Another change is that technically, the AmigaOS doesn’t make use of the desktop paradigm. I say “technically”, because essentially what the difference amounts to is a different naming scheme for objects you’re already used to. The desktop becomes a workbench, directories become drawers, programs become tools, your files (images, documents, etc.) become projects, and so on. While essentially just a naming scheme change, it does take a bit of getting used to because the names you’re used to aren’t there. Good luck trying to find a “file” menu; it’s called “project” in AmigaOS. I want to apologise in advance to any die-hard Amiga fans if in this review I unintentionally use any desktop metaphors.
You’ll also encounter something called the RAM disk, which is exactly what the name implies. You can use this as a temporary storage location, but as this is RAM we’re talking about, it’s not persistent across reboots.
I now want to move on to a very specific part of the AmigaOS experience that drove me completely and utterly nuts, up to a point where I wanted to tear my hair out: the file manager. Yes, this really deserves its own section as I found it the weakest point of the experience.
AOS4: The spatial paradox
I think the most ire I have towards AmigaOS 4.1 is reserved for the file manager. I have some serious issues with the way it displays and handles files. Mind, though, that I’m not talking about Amiga doing things differently from the rest of the world – I’m perfectly fine with that. No, my issue is with AmigaOS 4.1 having a severely broken spatial file manager implementation.
You see, contrary to common belief, a spatial file manager amounts to a whole lot more than just opening each folder in a different window. The name actually already implies the most important aspect: it’s spatial, meaning that you should be able to rely on your spatial memory to find and locate files and
folders drawers. A core aspect of this is that each individual folder/drawer remembers the way its contents are laid out.
And this is where AmigaOS severely breaks the paradigm. No matter what I do, change, or move around, it will never remember where files are put. Drawers will remember their windows’ sizes and locations, but never the locations of the files inside it. This might seem like a small niggle, but in practice it is very annoying. Say you tell a drawer to order files by type, and then you tell it to resize-to-fit. Great, all icons visible, window has the right size. Then, you close the drawer, and re-open it: the window size will still be the same (not always though), but files will be in different locations, and most annoyingly – file and file names will overlap, and files will be placed in such a way you need to scroll.
This makes browsing through your drawers an absolute pain in the bum. I have no issues with the spatial paradigm, but a problem with said paradigm is that it is very easy to implement it wrong, and a wrong implementation will quickly lead to frustration. I personally do believe that a well-implemented spatial file manager is superior to a navigational file manager (all hail the OS9 Finder!) – it’s just that it’s so hard to implement that basically everyone gets it horribly, horribly wrong. Sadly, the AmigaOS is no exception to this rule.
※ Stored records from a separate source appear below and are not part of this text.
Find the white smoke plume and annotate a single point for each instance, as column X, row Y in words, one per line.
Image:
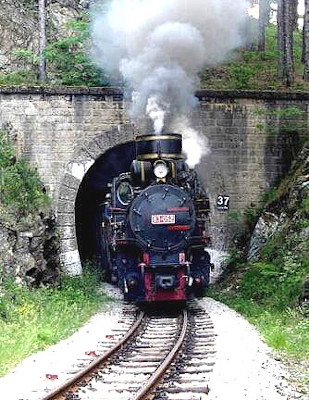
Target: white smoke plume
column 158, row 48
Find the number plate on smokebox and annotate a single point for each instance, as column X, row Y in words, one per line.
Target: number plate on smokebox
column 163, row 219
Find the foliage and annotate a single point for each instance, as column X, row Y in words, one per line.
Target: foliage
column 31, row 320
column 67, row 59
column 254, row 70
column 286, row 331
column 20, row 187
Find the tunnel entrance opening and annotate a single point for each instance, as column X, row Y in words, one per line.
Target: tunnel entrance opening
column 91, row 194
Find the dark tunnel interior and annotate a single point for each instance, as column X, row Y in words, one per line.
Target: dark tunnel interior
column 91, row 194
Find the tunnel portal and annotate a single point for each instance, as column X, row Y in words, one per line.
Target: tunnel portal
column 91, row 194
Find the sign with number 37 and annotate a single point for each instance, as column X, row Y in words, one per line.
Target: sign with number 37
column 223, row 203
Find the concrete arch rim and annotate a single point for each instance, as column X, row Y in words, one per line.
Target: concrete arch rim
column 83, row 158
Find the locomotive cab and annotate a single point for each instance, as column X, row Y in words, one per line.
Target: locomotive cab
column 155, row 225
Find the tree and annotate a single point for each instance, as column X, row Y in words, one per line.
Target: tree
column 306, row 41
column 42, row 40
column 294, row 14
column 264, row 11
column 285, row 41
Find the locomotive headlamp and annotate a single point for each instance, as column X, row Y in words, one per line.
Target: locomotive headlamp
column 160, row 169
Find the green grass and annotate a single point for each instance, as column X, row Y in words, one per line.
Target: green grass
column 32, row 320
column 286, row 331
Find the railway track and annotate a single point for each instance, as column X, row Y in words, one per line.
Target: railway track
column 162, row 356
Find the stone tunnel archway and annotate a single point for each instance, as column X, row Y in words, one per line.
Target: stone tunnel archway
column 84, row 158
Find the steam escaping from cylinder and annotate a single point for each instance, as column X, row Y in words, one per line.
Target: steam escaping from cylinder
column 157, row 48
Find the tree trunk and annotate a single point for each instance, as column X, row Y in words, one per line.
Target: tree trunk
column 285, row 41
column 306, row 41
column 264, row 12
column 42, row 40
column 280, row 24
column 294, row 14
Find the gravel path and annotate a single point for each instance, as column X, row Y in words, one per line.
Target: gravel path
column 244, row 368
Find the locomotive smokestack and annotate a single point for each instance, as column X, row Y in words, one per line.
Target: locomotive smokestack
column 153, row 147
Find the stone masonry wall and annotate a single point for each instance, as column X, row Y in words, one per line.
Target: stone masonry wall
column 63, row 131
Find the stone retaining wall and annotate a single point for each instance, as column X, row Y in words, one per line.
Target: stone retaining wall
column 63, row 131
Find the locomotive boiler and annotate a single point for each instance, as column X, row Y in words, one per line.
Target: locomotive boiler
column 155, row 225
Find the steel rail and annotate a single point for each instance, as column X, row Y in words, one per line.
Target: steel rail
column 161, row 370
column 95, row 363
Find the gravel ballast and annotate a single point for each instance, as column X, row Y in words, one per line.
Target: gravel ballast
column 244, row 367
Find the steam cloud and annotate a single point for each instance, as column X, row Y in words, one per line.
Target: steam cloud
column 158, row 47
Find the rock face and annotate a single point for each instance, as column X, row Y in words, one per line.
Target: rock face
column 29, row 249
column 19, row 26
column 287, row 217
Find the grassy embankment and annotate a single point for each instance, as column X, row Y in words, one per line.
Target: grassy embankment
column 32, row 319
column 268, row 292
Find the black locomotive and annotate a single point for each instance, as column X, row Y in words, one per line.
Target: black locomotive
column 154, row 229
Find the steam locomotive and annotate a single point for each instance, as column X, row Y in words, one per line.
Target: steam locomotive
column 154, row 228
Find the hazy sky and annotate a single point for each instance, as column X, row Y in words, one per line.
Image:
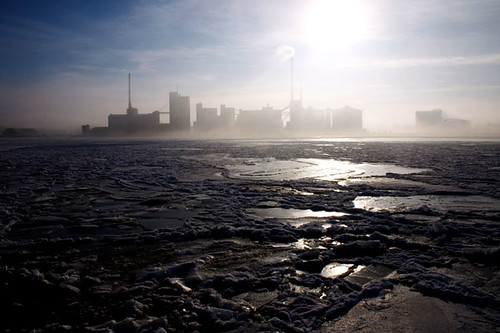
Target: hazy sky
column 65, row 62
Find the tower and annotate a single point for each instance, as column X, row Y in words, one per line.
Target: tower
column 130, row 110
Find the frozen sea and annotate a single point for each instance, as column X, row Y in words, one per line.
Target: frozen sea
column 318, row 235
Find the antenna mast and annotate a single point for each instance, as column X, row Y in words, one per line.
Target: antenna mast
column 291, row 69
column 129, row 101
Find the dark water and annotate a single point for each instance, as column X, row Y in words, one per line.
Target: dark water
column 219, row 235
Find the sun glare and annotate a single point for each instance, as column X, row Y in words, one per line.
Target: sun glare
column 334, row 23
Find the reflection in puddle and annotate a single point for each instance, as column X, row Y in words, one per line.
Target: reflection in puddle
column 335, row 269
column 393, row 182
column 301, row 244
column 291, row 213
column 322, row 169
column 434, row 202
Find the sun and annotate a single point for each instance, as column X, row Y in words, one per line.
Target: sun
column 334, row 23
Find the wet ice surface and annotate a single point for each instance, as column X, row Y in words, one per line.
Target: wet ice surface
column 292, row 236
column 441, row 203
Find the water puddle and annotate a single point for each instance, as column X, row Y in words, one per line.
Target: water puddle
column 336, row 269
column 291, row 213
column 321, row 169
column 383, row 182
column 153, row 224
column 439, row 203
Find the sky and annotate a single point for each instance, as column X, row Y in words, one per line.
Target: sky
column 65, row 63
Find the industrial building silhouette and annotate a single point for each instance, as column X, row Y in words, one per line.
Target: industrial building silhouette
column 294, row 119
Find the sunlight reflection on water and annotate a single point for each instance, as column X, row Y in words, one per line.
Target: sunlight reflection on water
column 291, row 213
column 434, row 202
column 321, row 169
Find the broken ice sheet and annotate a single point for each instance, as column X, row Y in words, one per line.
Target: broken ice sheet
column 292, row 213
column 440, row 203
column 321, row 169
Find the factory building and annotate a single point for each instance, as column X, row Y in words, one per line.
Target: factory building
column 266, row 120
column 434, row 120
column 180, row 112
column 206, row 118
column 132, row 123
column 324, row 121
column 429, row 118
column 347, row 119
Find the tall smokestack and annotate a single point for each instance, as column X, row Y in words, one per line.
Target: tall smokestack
column 291, row 70
column 129, row 101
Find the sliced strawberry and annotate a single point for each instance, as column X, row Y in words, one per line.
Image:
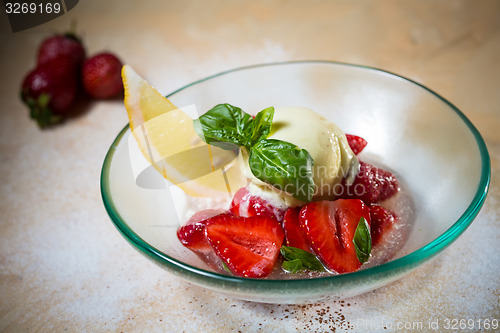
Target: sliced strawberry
column 245, row 204
column 356, row 143
column 371, row 184
column 294, row 235
column 330, row 227
column 192, row 236
column 382, row 220
column 249, row 246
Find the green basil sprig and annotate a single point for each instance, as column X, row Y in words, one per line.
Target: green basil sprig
column 278, row 163
column 362, row 240
column 297, row 260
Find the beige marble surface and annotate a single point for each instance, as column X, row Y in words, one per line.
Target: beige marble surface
column 64, row 266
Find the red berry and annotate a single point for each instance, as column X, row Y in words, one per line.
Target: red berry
column 356, row 143
column 249, row 246
column 330, row 227
column 382, row 220
column 67, row 45
column 371, row 184
column 101, row 76
column 192, row 235
column 50, row 90
column 245, row 204
column 294, row 235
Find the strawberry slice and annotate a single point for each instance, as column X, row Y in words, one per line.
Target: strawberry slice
column 245, row 204
column 249, row 246
column 192, row 236
column 330, row 227
column 382, row 220
column 294, row 236
column 371, row 184
column 356, row 143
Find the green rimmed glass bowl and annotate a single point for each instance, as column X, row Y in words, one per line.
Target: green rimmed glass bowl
column 430, row 144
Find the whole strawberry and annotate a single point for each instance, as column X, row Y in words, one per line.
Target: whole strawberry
column 50, row 90
column 67, row 45
column 101, row 75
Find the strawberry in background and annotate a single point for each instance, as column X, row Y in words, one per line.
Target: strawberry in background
column 62, row 73
column 51, row 88
column 101, row 75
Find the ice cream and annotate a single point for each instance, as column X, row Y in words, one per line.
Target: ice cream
column 325, row 142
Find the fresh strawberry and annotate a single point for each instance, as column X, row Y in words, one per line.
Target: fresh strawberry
column 382, row 220
column 356, row 143
column 192, row 235
column 330, row 227
column 371, row 184
column 50, row 90
column 101, row 76
column 245, row 204
column 67, row 45
column 294, row 235
column 249, row 246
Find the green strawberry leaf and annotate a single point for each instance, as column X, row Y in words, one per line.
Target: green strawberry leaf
column 285, row 166
column 278, row 163
column 224, row 123
column 293, row 266
column 260, row 127
column 297, row 259
column 362, row 240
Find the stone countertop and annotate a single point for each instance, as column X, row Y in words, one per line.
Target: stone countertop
column 64, row 266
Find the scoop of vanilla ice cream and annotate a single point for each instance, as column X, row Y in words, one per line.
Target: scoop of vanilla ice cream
column 325, row 142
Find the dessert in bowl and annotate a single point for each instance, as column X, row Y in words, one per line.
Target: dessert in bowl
column 408, row 129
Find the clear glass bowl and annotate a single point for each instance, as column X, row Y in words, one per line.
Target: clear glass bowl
column 430, row 144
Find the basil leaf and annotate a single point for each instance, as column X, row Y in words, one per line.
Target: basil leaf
column 362, row 240
column 284, row 166
column 292, row 266
column 260, row 127
column 224, row 123
column 307, row 260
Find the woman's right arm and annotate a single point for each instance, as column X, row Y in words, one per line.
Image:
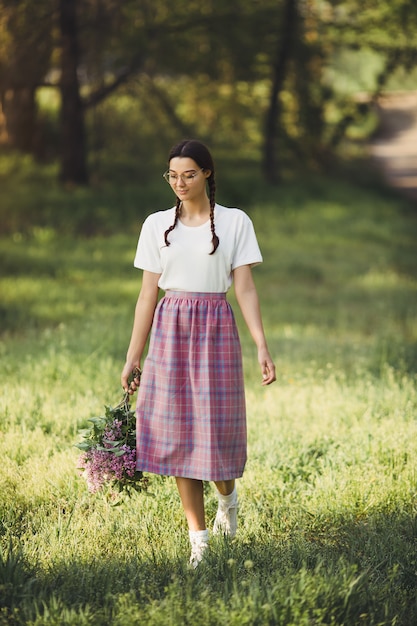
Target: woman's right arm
column 144, row 312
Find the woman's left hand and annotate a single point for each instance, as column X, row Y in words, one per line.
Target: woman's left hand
column 267, row 367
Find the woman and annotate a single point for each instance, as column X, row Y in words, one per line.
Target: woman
column 191, row 420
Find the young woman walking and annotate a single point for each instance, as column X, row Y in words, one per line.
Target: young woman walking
column 191, row 420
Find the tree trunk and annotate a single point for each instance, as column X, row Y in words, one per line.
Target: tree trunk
column 283, row 55
column 73, row 145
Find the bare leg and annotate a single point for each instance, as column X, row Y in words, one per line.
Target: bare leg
column 225, row 487
column 226, row 517
column 192, row 498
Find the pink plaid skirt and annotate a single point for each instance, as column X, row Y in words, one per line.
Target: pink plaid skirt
column 191, row 416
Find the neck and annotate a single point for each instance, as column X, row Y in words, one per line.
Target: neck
column 195, row 208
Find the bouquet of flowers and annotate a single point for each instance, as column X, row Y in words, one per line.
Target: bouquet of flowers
column 109, row 450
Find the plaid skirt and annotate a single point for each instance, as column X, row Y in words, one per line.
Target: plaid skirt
column 191, row 415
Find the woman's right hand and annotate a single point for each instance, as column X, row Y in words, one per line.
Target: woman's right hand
column 129, row 370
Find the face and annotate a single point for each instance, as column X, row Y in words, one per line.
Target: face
column 187, row 178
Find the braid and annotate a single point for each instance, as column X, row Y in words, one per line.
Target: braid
column 212, row 191
column 177, row 214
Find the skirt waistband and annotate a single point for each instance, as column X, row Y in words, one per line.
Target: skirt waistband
column 195, row 295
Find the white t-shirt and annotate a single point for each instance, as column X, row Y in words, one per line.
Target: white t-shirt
column 186, row 264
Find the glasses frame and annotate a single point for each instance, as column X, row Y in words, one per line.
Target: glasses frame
column 187, row 181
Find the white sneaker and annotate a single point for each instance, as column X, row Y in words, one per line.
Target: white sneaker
column 198, row 547
column 226, row 518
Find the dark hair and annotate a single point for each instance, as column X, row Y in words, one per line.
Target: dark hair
column 197, row 151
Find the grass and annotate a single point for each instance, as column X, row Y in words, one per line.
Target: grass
column 328, row 518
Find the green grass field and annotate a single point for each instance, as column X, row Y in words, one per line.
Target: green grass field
column 328, row 517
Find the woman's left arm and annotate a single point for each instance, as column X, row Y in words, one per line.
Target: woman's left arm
column 248, row 301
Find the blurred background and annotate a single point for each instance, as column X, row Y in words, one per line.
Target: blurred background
column 96, row 91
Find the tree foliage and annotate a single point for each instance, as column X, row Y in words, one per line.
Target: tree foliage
column 248, row 71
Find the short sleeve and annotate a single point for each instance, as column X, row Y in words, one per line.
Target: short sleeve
column 147, row 252
column 246, row 250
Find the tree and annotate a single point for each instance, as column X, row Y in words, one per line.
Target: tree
column 73, row 153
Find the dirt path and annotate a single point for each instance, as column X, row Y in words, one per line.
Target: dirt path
column 395, row 147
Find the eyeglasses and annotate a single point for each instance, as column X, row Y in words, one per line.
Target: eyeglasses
column 187, row 177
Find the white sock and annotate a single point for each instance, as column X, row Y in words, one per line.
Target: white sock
column 230, row 499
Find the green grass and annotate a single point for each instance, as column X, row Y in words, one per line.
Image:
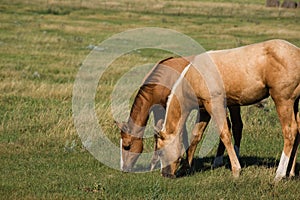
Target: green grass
column 42, row 46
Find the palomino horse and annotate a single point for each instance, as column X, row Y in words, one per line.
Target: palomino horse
column 152, row 96
column 240, row 76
Mac OS 9’s spatial Finder was absolutely spot-on perfect in that regard, and I’ve yet to find any other good spatial file manager – Workbench isn’t one of them, sadly. Not by a long shot. This is the spatial paradox: it’s the easier to use paradigm (for me, at least), but it’s infinitely harder to get the implementation right.
In addition to the problems above, the file manager also doesn’t auto-update its contents; you need to manually update a folder if you downloaded something new into it. There are 3rd party utilities that fix this problem, but I’d prefer it something as basic as this is part of the default installation.